Looking Ahead by Looking Back
When looking at the MCU’s post Endgame offerings, we can draw a direct line from the more character driven, emotional tones ushered in with the support group scene to the media that follows. WandaVision, for instance, takes us on a journey through the heart and mind of a grieving woman while she stubbornly adheres to many a negative coping strategy. The Falcon and the Winter Soldier, on the other hand, speaks to balancing the expectations we place on ourselves with those that are thrust upon us in order to find our own place in the world-to reconcile internal and external forces to find out what we stand for in this world. It also marks the MCU’s strongest effort to address systemic racism on screen. In short, these are character pieces. The big baddies are still present but they are given second billing. Our main focus has become character development and the genesis of this shift can clearly be found twenty minutes into Endgame. Hindsight helps with this analysis of course, but it is difficult not to corelate the intentionality of the support group scene and what it represents with the subsequent change in the MCU’s approach to their characters.

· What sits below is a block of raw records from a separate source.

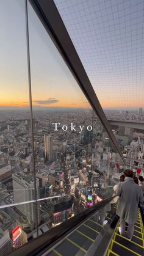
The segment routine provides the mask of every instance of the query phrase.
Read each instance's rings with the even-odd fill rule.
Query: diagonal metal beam
[[[110,125],[118,125],[119,126],[130,127],[134,129],[144,130],[143,123],[136,122],[118,121],[117,120],[108,120]]]
[[[29,1],[126,164],[125,159],[109,122],[54,1],[52,0]]]

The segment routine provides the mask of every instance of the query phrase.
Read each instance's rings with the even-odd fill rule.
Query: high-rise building
[[[7,125],[7,131],[10,131],[10,125]]]
[[[143,109],[142,108],[139,108],[139,119],[141,119],[143,115]]]
[[[52,152],[52,137],[48,135],[44,136],[45,141],[45,158],[46,159],[51,161],[53,159]]]
[[[13,249],[12,241],[10,238],[9,232],[7,229],[0,228],[0,251],[1,255],[8,255]]]
[[[31,175],[17,173],[13,174],[13,186],[15,203],[32,201],[34,197],[34,183]],[[36,194],[37,198],[39,195],[39,180],[36,178]],[[36,226],[35,203],[29,203],[17,205],[16,208],[24,214],[27,221],[32,224],[31,229]],[[38,224],[40,222],[40,213],[38,203],[37,203],[38,213]]]
[[[124,126],[118,126],[118,134],[120,135],[124,135],[124,131],[125,131],[125,127]]]
[[[0,145],[3,145],[4,143],[4,137],[3,135],[0,136]]]
[[[14,248],[17,249],[23,245],[21,230],[19,225],[16,227],[16,228],[12,230],[12,239]]]

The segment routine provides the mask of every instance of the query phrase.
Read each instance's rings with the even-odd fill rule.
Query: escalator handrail
[[[49,250],[76,227],[82,224],[95,213],[98,211],[115,197],[106,198],[95,205],[86,209],[71,219],[62,223],[60,225],[50,229],[45,233],[30,241],[24,246],[13,251],[9,256],[34,256],[38,255],[41,251],[46,248]]]

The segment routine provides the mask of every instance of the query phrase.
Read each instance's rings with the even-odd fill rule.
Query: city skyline
[[[59,4],[58,6],[59,7]],[[14,12],[10,12],[10,8],[15,9],[18,13],[16,16]],[[1,64],[1,84],[2,86],[1,89],[0,106],[28,106],[29,86],[24,4],[17,0],[12,3],[10,1],[3,1],[1,10],[2,9],[4,11],[1,11],[0,15],[2,38],[0,51],[1,59],[3,59],[3,62]],[[133,5],[132,10],[135,11]],[[29,4],[28,11],[32,105],[41,107],[91,108]],[[5,12],[7,13],[6,17],[4,16]],[[12,23],[10,22],[9,16],[11,17]],[[2,26],[3,24],[4,26]],[[17,40],[17,34],[19,35],[20,40]],[[90,70],[88,70],[88,76],[103,109],[144,107],[142,97],[143,88],[141,84],[143,78],[143,52],[141,53],[141,67],[139,70],[137,65],[135,70],[137,76],[137,76],[138,80],[135,80],[135,77],[134,77],[131,84],[129,80],[129,76],[132,71],[131,66],[129,67],[127,75],[121,75],[121,81],[115,78],[115,76],[118,75],[117,72],[113,73],[110,77],[107,77],[108,80],[106,81],[106,76],[107,76],[107,70],[106,70],[105,75],[101,76],[101,80],[98,80],[96,87],[95,87]],[[132,51],[132,54],[134,55],[135,53]],[[81,54],[79,56],[81,58]],[[129,61],[129,58],[130,56]],[[102,70],[106,64],[103,59],[102,58]],[[87,66],[84,65],[84,67],[87,71]],[[120,71],[121,68],[121,67]],[[95,71],[97,73],[96,69]],[[121,85],[123,86],[121,88]]]

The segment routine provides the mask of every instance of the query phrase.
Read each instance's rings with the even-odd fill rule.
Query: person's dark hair
[[[144,178],[143,178],[143,177],[142,176],[139,176],[139,180],[140,181],[144,181]]]
[[[120,176],[120,181],[121,181],[121,181],[124,181],[124,178],[125,178],[125,175],[124,175],[124,174],[122,174],[122,175],[121,175],[121,176]]]
[[[135,182],[135,183],[138,184],[139,185],[139,180],[138,180],[138,178],[136,177],[136,176],[134,176],[134,181]]]
[[[124,170],[123,173],[126,177],[133,177],[133,172],[130,169],[126,169],[125,170]]]

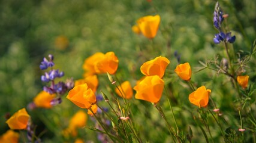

I think, ultimately, what keeps us coming back to superhero media is not necessarily the powers, the costumes, the over the top exploits, but rather, the connection we feel to the person under the mask. We come for Captain America but we stay for Steve, or Natasha, or Kamala. The support group scene is my favorite scene in Endgame because it marks the moment the MCU decided to strengthen our connection to its characters by allowing them to be more human, more diverse, more relatable, more like us. Stress and loss, grief and sadness, feelings of helplessness and desire for change are all things we face in various ways, but we don’t have to face them alone or in silence. This scene gives permission to the characters on screen to feel these feelings, to share them, to take brave baby steps. This scene is also giving that same permission to the audience. Take it, if you need it. Chances are that you do.